If the Anonymous 4 are the bestselling female vocal ensemble, Chanticleer would certainly be the male equivalent. But if you like that group, you must hear The Gents, 15 men from the Netherlands whose "Follow That Star" is easily one of the best new holiday CDs of any genre. Their precise harmonies combine with innovative arrangements on everything from the 16th century's "Gaudete" to McCartney's "Wonderful Christmastime", offering variety unmatched on anything else reviewed here.
St. Olaf alumni make up the entire roster of the Twin Cities chamber choir Magnum Chorum, so you know the singing will be first-rate on their "Wonder Tidings". It is the first disc Ive seen devoted entirely to the deeply spiritual Christmas music of gifted American composer Stephen Paulus.
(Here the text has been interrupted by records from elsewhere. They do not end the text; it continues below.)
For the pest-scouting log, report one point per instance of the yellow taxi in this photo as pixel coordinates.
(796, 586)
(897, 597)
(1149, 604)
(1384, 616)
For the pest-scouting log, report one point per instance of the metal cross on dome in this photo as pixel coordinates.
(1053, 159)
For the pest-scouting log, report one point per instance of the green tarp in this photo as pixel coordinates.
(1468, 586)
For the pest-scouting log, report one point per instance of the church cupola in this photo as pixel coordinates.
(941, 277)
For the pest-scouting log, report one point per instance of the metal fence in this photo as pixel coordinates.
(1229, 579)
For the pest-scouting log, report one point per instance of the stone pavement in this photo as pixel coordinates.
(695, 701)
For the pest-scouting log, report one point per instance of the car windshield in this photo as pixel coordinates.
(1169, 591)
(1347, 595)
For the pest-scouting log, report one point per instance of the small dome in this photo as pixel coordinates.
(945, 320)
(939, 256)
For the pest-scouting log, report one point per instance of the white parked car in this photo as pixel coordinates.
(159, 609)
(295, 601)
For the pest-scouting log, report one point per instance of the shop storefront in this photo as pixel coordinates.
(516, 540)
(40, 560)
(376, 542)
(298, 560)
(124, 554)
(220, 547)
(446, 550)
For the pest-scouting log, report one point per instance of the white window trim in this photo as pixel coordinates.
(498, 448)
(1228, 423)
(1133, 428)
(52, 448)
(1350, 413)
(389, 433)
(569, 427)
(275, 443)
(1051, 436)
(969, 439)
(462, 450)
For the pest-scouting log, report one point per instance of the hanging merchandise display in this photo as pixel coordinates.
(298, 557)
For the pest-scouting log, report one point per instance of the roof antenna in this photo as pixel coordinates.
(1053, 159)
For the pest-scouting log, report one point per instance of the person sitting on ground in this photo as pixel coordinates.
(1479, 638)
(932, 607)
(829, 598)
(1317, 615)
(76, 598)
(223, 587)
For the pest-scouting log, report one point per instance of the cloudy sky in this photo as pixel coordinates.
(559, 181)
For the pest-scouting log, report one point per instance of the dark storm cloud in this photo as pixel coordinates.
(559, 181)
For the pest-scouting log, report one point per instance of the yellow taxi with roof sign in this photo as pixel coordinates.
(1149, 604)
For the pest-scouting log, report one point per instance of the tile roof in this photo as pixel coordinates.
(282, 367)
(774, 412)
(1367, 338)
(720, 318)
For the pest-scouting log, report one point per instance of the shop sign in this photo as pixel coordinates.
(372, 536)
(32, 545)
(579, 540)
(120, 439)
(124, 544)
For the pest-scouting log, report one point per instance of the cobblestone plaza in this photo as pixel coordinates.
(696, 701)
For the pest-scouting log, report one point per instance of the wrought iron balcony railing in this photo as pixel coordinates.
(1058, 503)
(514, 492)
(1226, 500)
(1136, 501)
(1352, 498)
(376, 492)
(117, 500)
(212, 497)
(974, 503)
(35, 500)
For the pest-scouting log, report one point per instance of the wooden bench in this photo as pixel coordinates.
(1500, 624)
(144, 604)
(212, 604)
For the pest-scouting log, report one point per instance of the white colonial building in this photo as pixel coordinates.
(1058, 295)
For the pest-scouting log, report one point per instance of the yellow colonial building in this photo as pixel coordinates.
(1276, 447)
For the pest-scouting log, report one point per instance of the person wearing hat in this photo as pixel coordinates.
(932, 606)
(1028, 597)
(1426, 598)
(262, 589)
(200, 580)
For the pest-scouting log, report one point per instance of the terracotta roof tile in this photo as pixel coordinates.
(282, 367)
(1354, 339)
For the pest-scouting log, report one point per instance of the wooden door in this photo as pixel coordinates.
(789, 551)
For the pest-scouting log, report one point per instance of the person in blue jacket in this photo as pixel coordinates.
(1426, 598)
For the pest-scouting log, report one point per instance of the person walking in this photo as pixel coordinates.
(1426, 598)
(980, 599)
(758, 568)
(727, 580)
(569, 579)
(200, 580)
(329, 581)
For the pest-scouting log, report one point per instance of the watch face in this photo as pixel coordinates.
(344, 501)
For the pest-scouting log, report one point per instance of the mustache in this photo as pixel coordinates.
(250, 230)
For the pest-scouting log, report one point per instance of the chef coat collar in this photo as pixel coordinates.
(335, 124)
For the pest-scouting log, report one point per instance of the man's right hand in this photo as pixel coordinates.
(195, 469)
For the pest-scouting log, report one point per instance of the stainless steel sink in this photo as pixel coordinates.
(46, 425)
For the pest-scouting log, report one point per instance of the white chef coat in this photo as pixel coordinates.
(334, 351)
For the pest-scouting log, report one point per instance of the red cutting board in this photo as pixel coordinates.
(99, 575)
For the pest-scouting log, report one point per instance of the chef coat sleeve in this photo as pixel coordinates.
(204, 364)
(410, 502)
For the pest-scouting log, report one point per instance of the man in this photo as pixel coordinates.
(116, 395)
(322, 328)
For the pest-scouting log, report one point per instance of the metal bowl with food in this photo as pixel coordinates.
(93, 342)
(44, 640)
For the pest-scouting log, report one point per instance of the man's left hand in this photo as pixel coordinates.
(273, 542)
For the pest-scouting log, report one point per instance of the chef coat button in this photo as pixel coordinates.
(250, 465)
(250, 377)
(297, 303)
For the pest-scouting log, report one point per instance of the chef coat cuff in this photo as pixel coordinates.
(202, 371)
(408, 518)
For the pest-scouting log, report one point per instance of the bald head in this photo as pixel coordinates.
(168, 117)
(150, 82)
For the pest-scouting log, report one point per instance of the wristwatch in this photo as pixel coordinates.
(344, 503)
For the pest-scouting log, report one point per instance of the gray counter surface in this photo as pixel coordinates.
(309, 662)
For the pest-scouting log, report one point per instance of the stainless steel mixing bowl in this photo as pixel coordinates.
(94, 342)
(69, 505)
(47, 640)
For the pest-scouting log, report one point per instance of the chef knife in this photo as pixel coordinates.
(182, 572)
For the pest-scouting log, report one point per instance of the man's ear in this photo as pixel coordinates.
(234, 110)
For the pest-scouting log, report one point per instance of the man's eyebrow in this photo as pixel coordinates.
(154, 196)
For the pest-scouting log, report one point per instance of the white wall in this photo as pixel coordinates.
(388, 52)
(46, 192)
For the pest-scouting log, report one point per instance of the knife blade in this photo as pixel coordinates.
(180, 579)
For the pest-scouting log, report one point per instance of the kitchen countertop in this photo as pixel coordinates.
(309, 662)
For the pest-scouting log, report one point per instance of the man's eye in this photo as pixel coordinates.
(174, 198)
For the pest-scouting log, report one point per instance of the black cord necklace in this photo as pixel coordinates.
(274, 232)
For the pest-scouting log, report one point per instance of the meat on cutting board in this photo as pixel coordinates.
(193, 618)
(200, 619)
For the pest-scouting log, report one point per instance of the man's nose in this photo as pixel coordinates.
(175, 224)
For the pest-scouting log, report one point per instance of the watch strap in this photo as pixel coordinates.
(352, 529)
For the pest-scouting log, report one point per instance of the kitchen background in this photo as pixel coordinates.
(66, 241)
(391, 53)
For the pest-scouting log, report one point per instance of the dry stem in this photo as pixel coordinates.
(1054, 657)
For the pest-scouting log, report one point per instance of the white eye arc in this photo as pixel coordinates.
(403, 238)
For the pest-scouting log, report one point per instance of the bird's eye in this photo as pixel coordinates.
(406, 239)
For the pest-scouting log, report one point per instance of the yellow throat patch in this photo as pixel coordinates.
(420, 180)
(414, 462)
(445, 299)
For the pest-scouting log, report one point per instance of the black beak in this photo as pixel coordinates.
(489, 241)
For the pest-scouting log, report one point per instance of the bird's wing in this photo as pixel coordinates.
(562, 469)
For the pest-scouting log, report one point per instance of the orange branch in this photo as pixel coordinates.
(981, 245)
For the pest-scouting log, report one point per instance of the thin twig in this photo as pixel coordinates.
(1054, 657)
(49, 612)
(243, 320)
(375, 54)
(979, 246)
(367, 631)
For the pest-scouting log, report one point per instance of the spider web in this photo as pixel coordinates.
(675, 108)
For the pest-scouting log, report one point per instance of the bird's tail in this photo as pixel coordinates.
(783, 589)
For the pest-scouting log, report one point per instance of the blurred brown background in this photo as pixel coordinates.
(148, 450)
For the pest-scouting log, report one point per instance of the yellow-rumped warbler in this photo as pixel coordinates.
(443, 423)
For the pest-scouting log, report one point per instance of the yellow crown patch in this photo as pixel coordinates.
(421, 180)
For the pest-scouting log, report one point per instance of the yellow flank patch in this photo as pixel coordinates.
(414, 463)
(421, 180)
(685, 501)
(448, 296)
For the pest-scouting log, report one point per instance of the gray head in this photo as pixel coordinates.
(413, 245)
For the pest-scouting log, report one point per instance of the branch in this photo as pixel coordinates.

Indiana's Pro Organo label has given us numerous Christmas CDs featuring the choirs and organs of American churches. The best of this year's offerings is "Ave Rex" by the Choirs of Christ and St. Luke's Episcopal in Norfolk. Highlights include Mathias's carol cycle that gave the CD its name, and a particularly beautiful organ meditation by Jean Langlais. Unusually effective organ accompaniment as well as several organ variations on familiar carols marks "Small Wonder", from St. Paul's, K Street in Washington. The organ stands alone by "Christmas Rediscovered", by John Walker at Pittsburgh's Shadyside Presbyterian. Easily the best Christmas organ CD in many a year, it is devoted to "oft-overlooked gems", from the serenity of Reger's "Ave Maria" and Barr's "Lullaby on Silent Night" to the exuberance of Chapman's "Bring a Torch, Jeanette Isabella".
"Palestrina" wrote some of the most glorious music associated with Christmas in the 16th century. A very full disc of that music, sung by the Choir of Westminster Cathedral , has been issued on the Hyperion label this year. In the next century, J.S. Bach wrote the four "Leipziger Weihnachtskantaten", performed on a new disc by the Collegium Vocale Gent under Philippe Herreweghe's direction, and the "Christmas Oratorio", from the Netherlands Bach Society. I'm not a Bach scholar, but I do know that these performers have received many accolades for their previous Bach performances. Moving forward in time brings us to "Nativity Christmas Music from Georgian England", by Psalmody and The Parley of Instruments, which succeeds in evoking the sounds of rural churches two centuries ago.
America's greatest contributions to the carol genre are without question those of Alfred Burt. "A Christmas Present From The Caroling Company" comes from a group of two dozen singers formed by his daughter Diane to continue the contribution. Their sound is reminiscent of the great jazz acappella vocal groups of decades ago, such as the Hi-Los. And speaking of descendents, there's "Christmas with the Von Trapp Children", from four great-grandchildren (ages 9 to 15) of the man made famous by The Sound of Music. You can hear and see them on Leno's show Christmas Night, or better yet, catch them in concert at the PAC on March 14.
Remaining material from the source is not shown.